Explain Image Classification by SHAP Deep Explainer

h1ros

2019-07-30

Goal¶

This post aims to introduce how to explain Image Classification (trained by PyTorch) via SHAP Deep Explainer.

Shap is the module to make the black box model interpretable. For example, image classification tasks can be explained by the scores on each pixel on a predicted image, which indicates how much it contributes to the probability positively or negatively.

Reference

Libraries¶

In [45]:

import torch, torchvision
from torchvision import datasets, transforms
from torch import nn, optim
from torch.nn import functional as F
from torchviz import make_dot
import numpy as np
import shap
import matplotlib.pyplot as plt
%matplotlib inline

Deep Learning Model Preparation¶

Configuration¶

In [28]:

batch_size = 128
num_epochs = 2
learning_rate = 0.01
momentum=0.5
device = torch.device('cpu')

Network Definition¶

In [4]:

class Net(nn.Module):
    def __init__(self):
        super(Net, self).__init__()

        # Convolution Layers
        self.conv_layers = nn.Sequential(
            nn.Conv2d(1, 10, kernel_size=5),
            nn.MaxPool2d(2),
            nn.ReLU(),
            nn.Conv2d(10, 20, kernel_size=5),
            nn.Dropout(),
            nn.MaxPool2d(2),
            nn.ReLU(),
        )
        
        # 
        self.fc_layers = nn.Sequential(
            nn.Linear(320, 50),
            nn.ReLU(),
            nn.Dropout(),
            nn.Linear(50, 10),
            nn.Softmax(dim=1)
        )

    def forward(self, x):
        x = self.conv_layers(x)
        x = x.view(-1, 320)
        x = self.fc_layers(x)
        return x

In [58]:

model = Net()
model

Out[58]:

Net(
  (conv_layers): Sequential(
    (0): Conv2d(1, 10, kernel_size=(5, 5), stride=(1, 1))
    (1): MaxPool2d(kernel_size=2, stride=2, padding=0, dilation=1, ceil_mode=False)
    (2): ReLU()
    (3): Conv2d(10, 20, kernel_size=(5, 5), stride=(1, 1))
    (4): Dropout(p=0.5)
    (5): MaxPool2d(kernel_size=2, stride=2, padding=0, dilation=1, ceil_mode=False)
    (6): ReLU()
  )
  (fc_layers): Sequential(
    (0): Linear(in_features=320, out_features=50, bias=True)
    (1): ReLU()
    (2): Dropout(p=0.5)
    (3): Linear(in_features=50, out_features=10, bias=True)
    (4): Softmax()
  )
)

Define Train & Test procedure¶

The followings are the process in train and test:

optimizer.zero_grad() - reset the gradients before update (only training)
output = model(data) - predict the value based on the current model
F.nll_loss(output.log(), target) - compute the loss. Here we use negative log likelihood.
loss.backward() - calculate gradients based on the loss
optimizer.step() - execute backward propagation to update the weights

In [29]:

def train(model, device, train_loader, optimizer, epoch):
    model.train()
    for batch_idx, (data, target) in enumerate(train_loader):
        data, target = data.to(device), target.to(device)
        optimizer.zero_grad()
        output = model(data)
        loss = F.nll_loss(output.log(), target)
        loss.backward()
        optimizer.step()
        if batch_idx % 100 == 0:
            print('Train Epoch: {} [{}/{} ({:.0f}%)]\tLoss: {:.6f}'.format(
                epoch, batch_idx * len(data), len(train_loader.dataset),
                100. * batch_idx / len(train_loader), loss.item()))

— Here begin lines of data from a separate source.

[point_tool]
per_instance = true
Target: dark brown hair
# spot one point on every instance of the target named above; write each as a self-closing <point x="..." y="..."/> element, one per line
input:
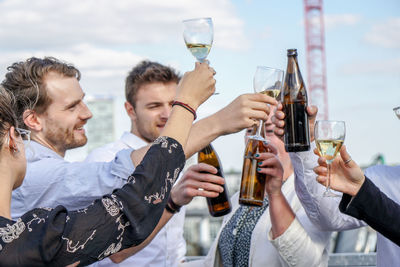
<point x="147" y="72"/>
<point x="25" y="80"/>
<point x="8" y="117"/>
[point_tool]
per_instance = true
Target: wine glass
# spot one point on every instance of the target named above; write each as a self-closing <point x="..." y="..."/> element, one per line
<point x="329" y="137"/>
<point x="267" y="81"/>
<point x="198" y="35"/>
<point x="397" y="111"/>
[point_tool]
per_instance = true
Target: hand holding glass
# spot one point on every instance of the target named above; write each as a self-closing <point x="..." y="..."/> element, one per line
<point x="252" y="188"/>
<point x="329" y="137"/>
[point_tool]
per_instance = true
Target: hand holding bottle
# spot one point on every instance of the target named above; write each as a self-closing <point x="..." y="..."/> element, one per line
<point x="197" y="176"/>
<point x="271" y="167"/>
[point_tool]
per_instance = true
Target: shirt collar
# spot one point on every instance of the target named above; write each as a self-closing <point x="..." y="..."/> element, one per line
<point x="133" y="141"/>
<point x="35" y="151"/>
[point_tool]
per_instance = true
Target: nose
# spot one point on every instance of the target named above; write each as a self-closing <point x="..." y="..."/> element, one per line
<point x="85" y="112"/>
<point x="166" y="111"/>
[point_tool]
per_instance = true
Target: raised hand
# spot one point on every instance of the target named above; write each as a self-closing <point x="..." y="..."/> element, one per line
<point x="243" y="112"/>
<point x="346" y="175"/>
<point x="196" y="86"/>
<point x="199" y="176"/>
<point x="271" y="166"/>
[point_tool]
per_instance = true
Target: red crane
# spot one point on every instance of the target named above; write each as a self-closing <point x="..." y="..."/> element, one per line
<point x="316" y="61"/>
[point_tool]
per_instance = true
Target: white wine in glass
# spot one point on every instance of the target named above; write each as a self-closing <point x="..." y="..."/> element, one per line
<point x="198" y="35"/>
<point x="329" y="138"/>
<point x="268" y="81"/>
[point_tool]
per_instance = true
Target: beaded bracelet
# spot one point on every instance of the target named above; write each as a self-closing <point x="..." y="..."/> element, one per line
<point x="172" y="207"/>
<point x="185" y="106"/>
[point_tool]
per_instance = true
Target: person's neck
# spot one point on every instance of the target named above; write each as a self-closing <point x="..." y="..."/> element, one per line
<point x="287" y="168"/>
<point x="7" y="178"/>
<point x="39" y="139"/>
<point x="135" y="133"/>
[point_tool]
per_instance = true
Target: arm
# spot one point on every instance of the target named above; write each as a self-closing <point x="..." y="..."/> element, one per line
<point x="182" y="193"/>
<point x="361" y="198"/>
<point x="287" y="234"/>
<point x="114" y="222"/>
<point x="281" y="213"/>
<point x="322" y="211"/>
<point x="375" y="208"/>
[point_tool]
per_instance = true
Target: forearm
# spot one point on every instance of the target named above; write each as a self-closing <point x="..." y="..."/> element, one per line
<point x="126" y="253"/>
<point x="202" y="133"/>
<point x="322" y="211"/>
<point x="281" y="214"/>
<point x="296" y="242"/>
<point x="178" y="127"/>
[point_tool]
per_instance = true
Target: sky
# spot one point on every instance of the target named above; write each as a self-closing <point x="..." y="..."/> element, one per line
<point x="105" y="39"/>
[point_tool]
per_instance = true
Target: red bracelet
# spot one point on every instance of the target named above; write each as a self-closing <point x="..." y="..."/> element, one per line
<point x="185" y="106"/>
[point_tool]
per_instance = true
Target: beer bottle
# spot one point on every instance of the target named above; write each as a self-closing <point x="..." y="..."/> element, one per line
<point x="220" y="205"/>
<point x="297" y="137"/>
<point x="252" y="185"/>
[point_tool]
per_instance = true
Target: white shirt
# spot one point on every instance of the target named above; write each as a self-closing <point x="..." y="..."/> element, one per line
<point x="301" y="245"/>
<point x="168" y="247"/>
<point x="324" y="211"/>
<point x="51" y="181"/>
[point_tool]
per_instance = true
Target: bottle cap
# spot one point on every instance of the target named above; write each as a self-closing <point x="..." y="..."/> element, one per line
<point x="292" y="52"/>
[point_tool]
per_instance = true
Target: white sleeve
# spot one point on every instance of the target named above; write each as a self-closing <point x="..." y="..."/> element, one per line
<point x="295" y="242"/>
<point x="322" y="211"/>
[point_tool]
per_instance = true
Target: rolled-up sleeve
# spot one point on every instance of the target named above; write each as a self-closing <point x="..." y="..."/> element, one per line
<point x="322" y="211"/>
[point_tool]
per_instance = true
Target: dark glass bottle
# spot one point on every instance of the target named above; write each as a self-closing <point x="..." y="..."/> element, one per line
<point x="220" y="205"/>
<point x="297" y="136"/>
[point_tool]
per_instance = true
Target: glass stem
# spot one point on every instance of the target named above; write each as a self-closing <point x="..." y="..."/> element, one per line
<point x="259" y="129"/>
<point x="328" y="186"/>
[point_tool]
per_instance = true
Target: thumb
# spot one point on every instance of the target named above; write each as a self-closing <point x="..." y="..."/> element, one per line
<point x="348" y="162"/>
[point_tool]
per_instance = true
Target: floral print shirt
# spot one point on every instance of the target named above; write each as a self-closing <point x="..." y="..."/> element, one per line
<point x="125" y="218"/>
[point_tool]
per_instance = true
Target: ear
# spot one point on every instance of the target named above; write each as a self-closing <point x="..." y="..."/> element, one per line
<point x="12" y="140"/>
<point x="130" y="110"/>
<point x="32" y="120"/>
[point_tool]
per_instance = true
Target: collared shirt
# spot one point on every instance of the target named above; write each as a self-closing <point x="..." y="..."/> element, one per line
<point x="51" y="181"/>
<point x="58" y="237"/>
<point x="168" y="247"/>
<point x="324" y="211"/>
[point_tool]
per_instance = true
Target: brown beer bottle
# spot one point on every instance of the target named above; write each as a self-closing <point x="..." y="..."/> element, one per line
<point x="220" y="205"/>
<point x="252" y="187"/>
<point x="297" y="137"/>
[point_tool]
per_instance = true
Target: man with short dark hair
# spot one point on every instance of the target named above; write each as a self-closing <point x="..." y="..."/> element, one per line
<point x="50" y="103"/>
<point x="150" y="89"/>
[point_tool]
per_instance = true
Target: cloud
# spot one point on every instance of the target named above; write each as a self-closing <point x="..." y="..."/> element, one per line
<point x="372" y="67"/>
<point x="44" y="24"/>
<point x="92" y="61"/>
<point x="333" y="21"/>
<point x="385" y="34"/>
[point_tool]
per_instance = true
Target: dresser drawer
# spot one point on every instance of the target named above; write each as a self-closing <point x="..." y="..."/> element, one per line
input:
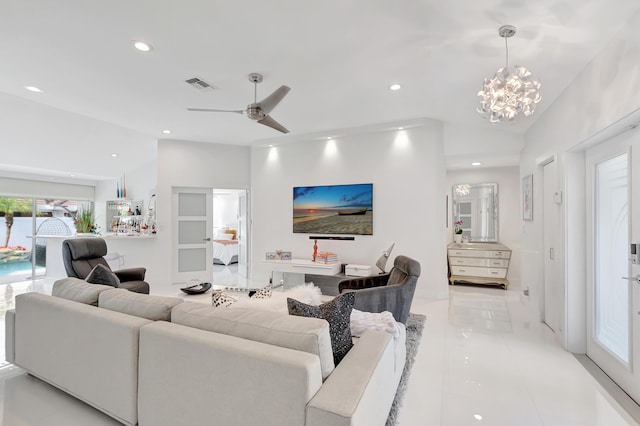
<point x="474" y="271"/>
<point x="493" y="254"/>
<point x="501" y="254"/>
<point x="475" y="261"/>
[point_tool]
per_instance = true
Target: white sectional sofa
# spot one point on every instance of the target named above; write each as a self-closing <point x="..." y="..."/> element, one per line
<point x="157" y="361"/>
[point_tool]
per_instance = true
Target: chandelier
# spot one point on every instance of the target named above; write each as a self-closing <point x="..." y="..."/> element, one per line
<point x="511" y="91"/>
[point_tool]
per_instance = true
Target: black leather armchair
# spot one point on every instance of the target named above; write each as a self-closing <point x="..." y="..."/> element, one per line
<point x="391" y="292"/>
<point x="81" y="255"/>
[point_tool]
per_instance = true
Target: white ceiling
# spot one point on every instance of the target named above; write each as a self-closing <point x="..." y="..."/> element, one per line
<point x="338" y="57"/>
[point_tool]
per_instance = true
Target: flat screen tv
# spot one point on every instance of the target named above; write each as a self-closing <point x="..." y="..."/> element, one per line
<point x="333" y="209"/>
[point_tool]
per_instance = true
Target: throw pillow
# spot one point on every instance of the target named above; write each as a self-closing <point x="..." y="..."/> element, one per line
<point x="100" y="274"/>
<point x="219" y="299"/>
<point x="337" y="313"/>
<point x="263" y="293"/>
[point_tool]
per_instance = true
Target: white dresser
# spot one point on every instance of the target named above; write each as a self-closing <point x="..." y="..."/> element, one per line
<point x="479" y="263"/>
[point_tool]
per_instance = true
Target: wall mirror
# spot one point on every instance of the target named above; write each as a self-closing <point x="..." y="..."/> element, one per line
<point x="476" y="205"/>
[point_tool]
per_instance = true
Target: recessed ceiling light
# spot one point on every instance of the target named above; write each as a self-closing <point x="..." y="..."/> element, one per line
<point x="34" y="89"/>
<point x="142" y="46"/>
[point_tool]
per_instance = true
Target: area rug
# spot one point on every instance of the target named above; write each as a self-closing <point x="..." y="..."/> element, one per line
<point x="415" y="325"/>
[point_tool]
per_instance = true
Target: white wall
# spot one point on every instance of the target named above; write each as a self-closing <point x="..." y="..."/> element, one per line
<point x="35" y="132"/>
<point x="407" y="170"/>
<point x="606" y="92"/>
<point x="509" y="212"/>
<point x="493" y="146"/>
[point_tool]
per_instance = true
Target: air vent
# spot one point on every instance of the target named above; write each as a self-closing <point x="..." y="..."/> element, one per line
<point x="199" y="84"/>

def test(model, device, test_loader):
    model.eval()
    test_loss = 0
    correct = 0
    with torch.no_grad():
        for data, target in test_loader:
            data, target = data.to(device), target.to(device)
            output = model(data)
            
            # sum up batch loss
            test_loss += F.nll_loss(output.log(),
                                    target).item()  
            
            # get the index of the max log-probability
            pred = output.max(1, keepdim=True)[1]  
            correct += pred.eq(target.view_as(pred)).sum().item()

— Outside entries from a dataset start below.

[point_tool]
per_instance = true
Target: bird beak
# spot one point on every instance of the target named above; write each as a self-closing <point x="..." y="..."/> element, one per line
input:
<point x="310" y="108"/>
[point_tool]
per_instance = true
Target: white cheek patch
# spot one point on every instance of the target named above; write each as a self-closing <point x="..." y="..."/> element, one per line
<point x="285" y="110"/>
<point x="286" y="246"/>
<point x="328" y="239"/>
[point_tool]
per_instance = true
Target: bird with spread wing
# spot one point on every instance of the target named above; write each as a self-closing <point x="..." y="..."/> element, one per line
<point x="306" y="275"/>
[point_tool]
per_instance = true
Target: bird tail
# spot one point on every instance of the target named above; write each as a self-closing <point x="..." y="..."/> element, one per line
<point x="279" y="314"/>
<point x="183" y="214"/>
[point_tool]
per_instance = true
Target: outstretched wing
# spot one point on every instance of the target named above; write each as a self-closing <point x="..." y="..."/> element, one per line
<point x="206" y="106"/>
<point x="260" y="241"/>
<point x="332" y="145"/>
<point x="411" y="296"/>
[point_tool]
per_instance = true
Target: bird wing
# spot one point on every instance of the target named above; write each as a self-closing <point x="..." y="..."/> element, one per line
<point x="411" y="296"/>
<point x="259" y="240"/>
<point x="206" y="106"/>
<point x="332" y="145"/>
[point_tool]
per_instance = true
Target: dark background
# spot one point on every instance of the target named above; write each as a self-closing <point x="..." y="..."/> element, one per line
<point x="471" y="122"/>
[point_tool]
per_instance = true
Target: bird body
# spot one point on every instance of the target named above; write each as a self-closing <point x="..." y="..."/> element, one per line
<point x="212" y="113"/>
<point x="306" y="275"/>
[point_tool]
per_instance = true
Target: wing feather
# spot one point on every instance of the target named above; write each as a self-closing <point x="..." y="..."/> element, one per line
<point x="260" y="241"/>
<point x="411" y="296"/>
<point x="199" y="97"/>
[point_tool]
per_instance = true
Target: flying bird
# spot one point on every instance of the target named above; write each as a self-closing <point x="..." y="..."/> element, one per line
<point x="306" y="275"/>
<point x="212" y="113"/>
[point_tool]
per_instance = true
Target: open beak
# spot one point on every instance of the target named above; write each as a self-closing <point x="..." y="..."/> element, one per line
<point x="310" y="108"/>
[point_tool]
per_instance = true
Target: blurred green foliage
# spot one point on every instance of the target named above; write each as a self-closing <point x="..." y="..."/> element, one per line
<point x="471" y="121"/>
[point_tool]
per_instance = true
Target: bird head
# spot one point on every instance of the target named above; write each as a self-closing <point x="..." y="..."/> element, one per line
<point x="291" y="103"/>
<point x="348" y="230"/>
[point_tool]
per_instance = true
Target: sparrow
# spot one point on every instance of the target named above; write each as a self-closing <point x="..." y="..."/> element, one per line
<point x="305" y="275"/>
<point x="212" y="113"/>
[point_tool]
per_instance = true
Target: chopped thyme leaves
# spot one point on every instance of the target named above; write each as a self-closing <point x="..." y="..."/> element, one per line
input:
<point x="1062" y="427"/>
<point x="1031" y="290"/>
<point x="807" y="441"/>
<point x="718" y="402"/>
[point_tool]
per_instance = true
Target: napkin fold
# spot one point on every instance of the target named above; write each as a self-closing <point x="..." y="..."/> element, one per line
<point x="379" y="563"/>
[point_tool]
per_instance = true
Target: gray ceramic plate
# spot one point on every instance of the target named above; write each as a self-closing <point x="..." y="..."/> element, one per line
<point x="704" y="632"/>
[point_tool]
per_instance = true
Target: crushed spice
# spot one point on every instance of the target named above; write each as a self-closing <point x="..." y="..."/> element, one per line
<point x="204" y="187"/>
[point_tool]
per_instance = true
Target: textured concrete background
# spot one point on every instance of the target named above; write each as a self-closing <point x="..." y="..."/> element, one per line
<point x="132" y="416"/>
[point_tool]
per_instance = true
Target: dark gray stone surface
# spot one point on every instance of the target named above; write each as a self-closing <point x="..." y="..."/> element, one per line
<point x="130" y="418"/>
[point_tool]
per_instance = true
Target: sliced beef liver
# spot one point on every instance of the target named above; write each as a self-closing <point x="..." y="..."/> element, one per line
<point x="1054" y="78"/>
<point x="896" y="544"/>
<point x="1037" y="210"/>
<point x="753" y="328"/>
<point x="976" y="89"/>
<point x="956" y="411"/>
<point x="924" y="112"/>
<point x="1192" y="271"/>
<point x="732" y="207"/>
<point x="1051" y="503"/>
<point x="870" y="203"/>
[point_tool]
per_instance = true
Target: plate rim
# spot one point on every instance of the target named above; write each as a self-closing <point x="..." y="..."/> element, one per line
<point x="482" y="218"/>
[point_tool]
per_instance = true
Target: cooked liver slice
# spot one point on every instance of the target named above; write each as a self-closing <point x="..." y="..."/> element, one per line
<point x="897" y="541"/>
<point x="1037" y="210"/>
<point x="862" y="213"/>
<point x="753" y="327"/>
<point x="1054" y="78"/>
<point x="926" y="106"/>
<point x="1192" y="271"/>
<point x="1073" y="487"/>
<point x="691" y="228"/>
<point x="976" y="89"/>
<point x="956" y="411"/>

    test_loss /= len(test_loader.dataset)
    print(
        '\nTest set: Average loss: {:.4f}, Accuracy: {}/{} ({:.0f}%)\n'.format(
            test_loss, correct, len(test_loader.dataset),
            100. * correct / len(test_loader.dataset)))

Prepare data loader¶

train_loader/test_loader is the iterator to generate a collection of images.

In [27]:

train_loader = torch.utils.data.DataLoader(datasets.MNIST(
    'mnist_data',
    train=True,
    download=True,
    transform=transforms.Compose([transforms.ToTensor()])),
    batch_size=batch_size,
    shuffle=True)

test_loader = torch.utils.data.DataLoader(datasets.MNIST(
    'mnist_data',
    train=False,
    transform=transforms.Compose([transforms.ToTensor()])),
    batch_size=batch_size,
    shuffle=True)

In [74]:

batch = next(iter(train_loader))
images, labels = batch
plt.imshow(images[:1][0][0].numpy());
plt.title(f'Images for {str(labels[:1][0].numpy())}');

Execute training and testing¶

In [44]:

# Instantiate the model and optimizer
model = Net().to(device)
optimizer = optim.SGD(model.parameters(), lr=learning_rate, momentum=momentum)

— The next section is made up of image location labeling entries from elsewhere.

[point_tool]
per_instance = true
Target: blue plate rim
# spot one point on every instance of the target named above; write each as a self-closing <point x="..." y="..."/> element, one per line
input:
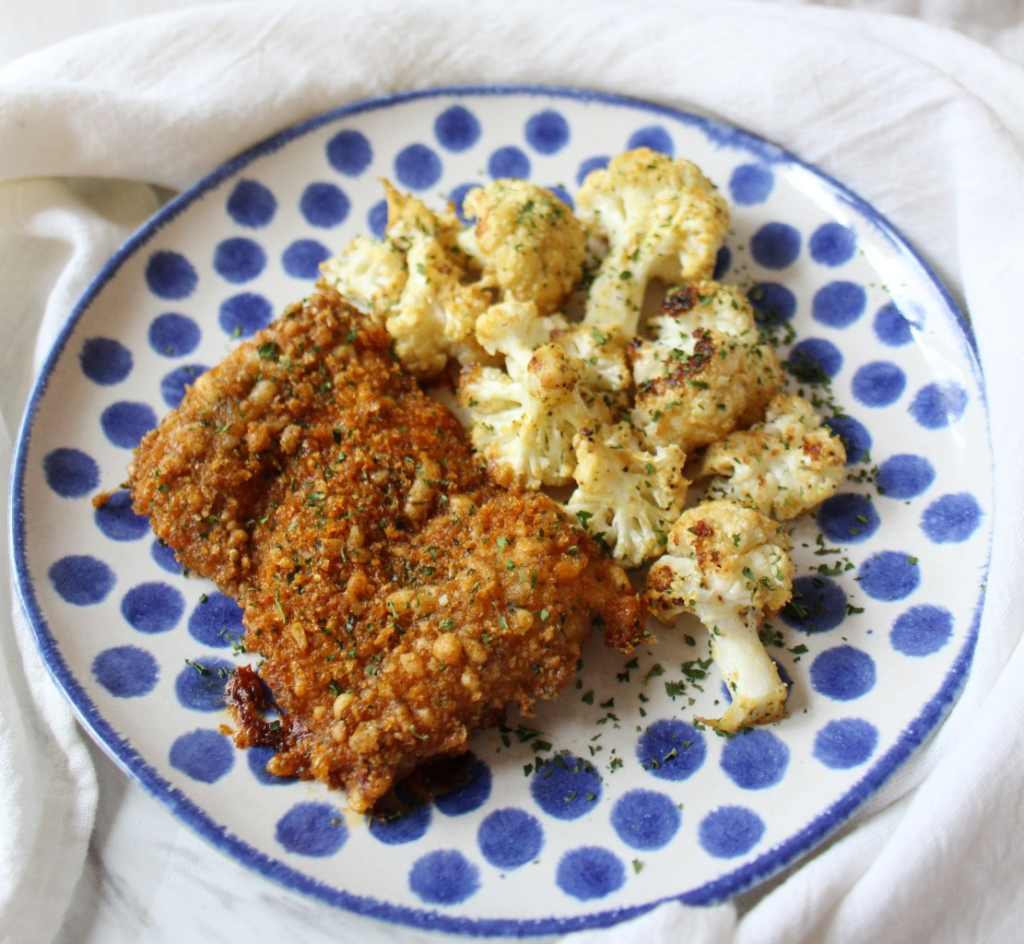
<point x="717" y="891"/>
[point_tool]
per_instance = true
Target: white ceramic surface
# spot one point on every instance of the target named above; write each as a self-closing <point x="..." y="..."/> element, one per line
<point x="609" y="800"/>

for epoch in range(1, num_epochs + 1):
    train(model, device, train_loader, optimizer, epoch)
    test(model, device, test_loader)

Train Epoch: 1 [0/60000 (0%)]	Loss: 2.319488
Train Epoch: 1 [12800/60000 (21%)]	Loss: 2.277828
Train Epoch: 1 [25600/60000 (43%)]	Loss: 1.916413
Train Epoch: 1 [38400/60000 (64%)]	Loss: 1.093477
Train Epoch: 1 [51200/60000 (85%)]	Loss: 0.805137

Test set: Average loss: 0.0046, Accuracy: 8997/10000 (90%)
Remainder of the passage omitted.